De entrada, pedimos uma porção de gyosa com lombo, nirá, alho e acelga, que vem com 6 unidades e custa R$ 16,80. No cardápio, estava escrito que as gyosas vinham acompanhadas de um molho especial, o que gerou até uma expectativa, mas que para mim não tinha nada de mais. Para falar a verdade, o tal molho devia ser shoyu mesmo, que eu acho dispensável. Para acompanhar, pedimos chopes Heineken, que estavam geladinhos! 


O primeiro prato principal foi um yakissoba de camarão (R$ 34). O macarrão estava aldente, os camarões não eram grandes, mas tinham gosto marcante, e os legumes estavam ok. O grande problema foi a piscina de molho shoyu que se formou no fundo do prato. Depois da terceira garfada, tudo o que eu queria era um copo de água para matar a sede. No início, até tentei pegar a comida que estava em cima, longe do molho, mas estava tão salgado que, no fim das contas, comecei a "pescar" os camarões e ignorei o resto.

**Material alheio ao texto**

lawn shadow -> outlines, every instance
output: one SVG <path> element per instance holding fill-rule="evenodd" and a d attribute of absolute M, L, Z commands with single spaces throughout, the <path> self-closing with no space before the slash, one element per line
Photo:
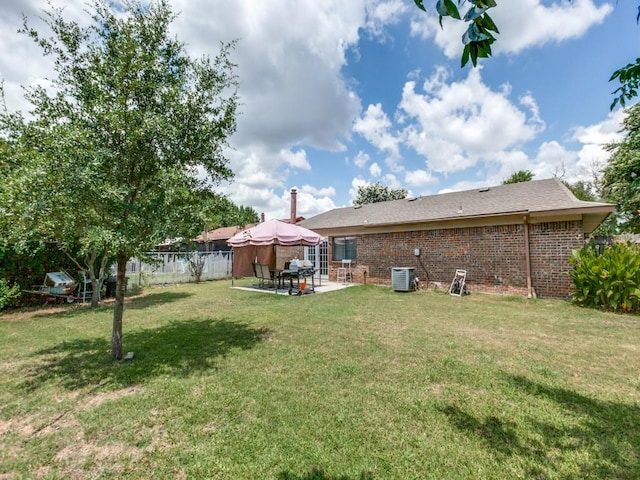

O segundo prato foi um teppan yaki de salmão simplesmente divino (R$ 41,80). As duas postas do peixe vieram acompanhadas por legumes grelhados - batata, cenoura, pimentão, berinjela e cebola -, que estavam no ponto certo de cozimento. Achei que eu jamais preferiria peixe com legumes a macarrão, mas a combinação não poderia ser melhor. Sem dúvida, foi o melhor salmão que eu já comi. E comparado ao yakissoba super temperado, o prato ficou ainda mais leve.


Vamos voltar?
Sim, mas só quando o restaurante estiver vazio. Queremos provar o famoso petit gateau de goiabada e repetir a incrível experiência do salmão, mas o atendimento, pelo menos em dias de promoção, é péssimo. Se até a conta demorou a chegar, imagina o quanto tivemos que esperar pelo troco?